As we snapped away the rest of our allotted time in the garden, she told me that she normally lets her subjects set the scene, more interested in following their instincts than imposing a mood onto them. The key is to bring out comfort and confidence, she said. Her work reflects that collaborative spirit, capturing naturalistic, candid portraits of African diasporic people.
And now, Seattleites have the opportunity to view her portraits out in public. Last month, Wa Na Wari and Seattle Art Museum installed Abioto and Hank Willis Thomas's Intertwined. The public art installation is composed of nine banners placed along 23rd Avenue, Jackson Street, Union Street, and Martin Luther King Jr. Way, which will stay up over the next year. The banners balance Abioto's portraits with Thomas's text from his I AM A MAN series.
Known for The Black Portlanders project, which documented Black history and people in Portland, Abioto was invited to go through Thomas's catalog for inspiration for the collaboration. She told me his I AM A MAN series immediately drew her in because it riffed off a photo from a 1968 Memphis sanitation strike by Ernest C. Withers, a legendary Civil Rights photographer who Abioto interned with.
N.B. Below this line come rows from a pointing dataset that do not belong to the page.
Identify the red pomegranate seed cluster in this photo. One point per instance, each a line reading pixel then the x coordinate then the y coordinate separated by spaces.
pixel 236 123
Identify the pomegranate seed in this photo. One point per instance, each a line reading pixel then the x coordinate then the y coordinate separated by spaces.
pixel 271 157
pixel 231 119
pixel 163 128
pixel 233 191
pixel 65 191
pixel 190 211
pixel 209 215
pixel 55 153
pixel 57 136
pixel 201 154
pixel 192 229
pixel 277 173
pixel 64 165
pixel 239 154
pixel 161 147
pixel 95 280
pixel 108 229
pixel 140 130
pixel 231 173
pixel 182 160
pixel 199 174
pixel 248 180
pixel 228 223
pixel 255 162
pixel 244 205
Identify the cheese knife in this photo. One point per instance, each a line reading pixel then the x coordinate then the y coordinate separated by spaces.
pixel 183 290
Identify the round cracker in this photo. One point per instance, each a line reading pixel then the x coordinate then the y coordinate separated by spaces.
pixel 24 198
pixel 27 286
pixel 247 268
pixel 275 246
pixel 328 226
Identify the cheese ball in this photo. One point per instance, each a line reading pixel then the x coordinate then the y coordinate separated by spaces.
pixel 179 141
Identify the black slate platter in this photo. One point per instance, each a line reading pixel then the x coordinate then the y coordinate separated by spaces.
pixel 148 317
In the photo, Black workers carry signs with the same message emblazoned on them in the same script—"I AM A MAN." Thomas reinterpreted that sign into twenty paintings that play with the original phrase and text. And in Abioto's final iteration, she pulled from her archive of Black portraits and coupled them with Thomas's text paintings, embodying the words in flesh. The series, translated into banners, hung around the Rose City for six months.
Abioto—who moved to Portland several years ago from Memphis—told me Elisheba Johnson, co-founder of Wa Na Wari, asked her if she'd be interested in bringing the project up north to Seattle. In a press release, Johnson attributes her interest in the series to the concept of the "I-5 connection," which sees Black artists across the Pacific Northwest facing "similar opportunities and constraints due to gentrification and affordability" while living in this abundant blue-green landscape.
Intertwined comes during a prime moment for Black beauty and history in Seattle. It's coupled with Jacob Lawrence: The American Struggle's eye on the roles of Black people in American history and Barbara Earl Thomas's The Geography of Innocence's focus on Black childhood, which are both up at SAM.
The banners in the Seattle iteration of the project are smaller and arranged differently, but they're still similar to the originals in Portland. Abioto told me she was "appreciative" of the opportunity to come up to Seattle to see her project and take pictures of the Black community.
"It's just so wonderful to appreciate us through art and through the lens, to notice our beauty," she said. "It's very much a love story for me; it's continuously interesting."
The photos she took of me and the dozens of other Seattleites this past weekend will go into her archive and may pop up at a show later this year at Wa Na Wari. In the meantime, go on a walk and try to spot all nine of these banners around the city. It's a chance to reflect on the communities you move through.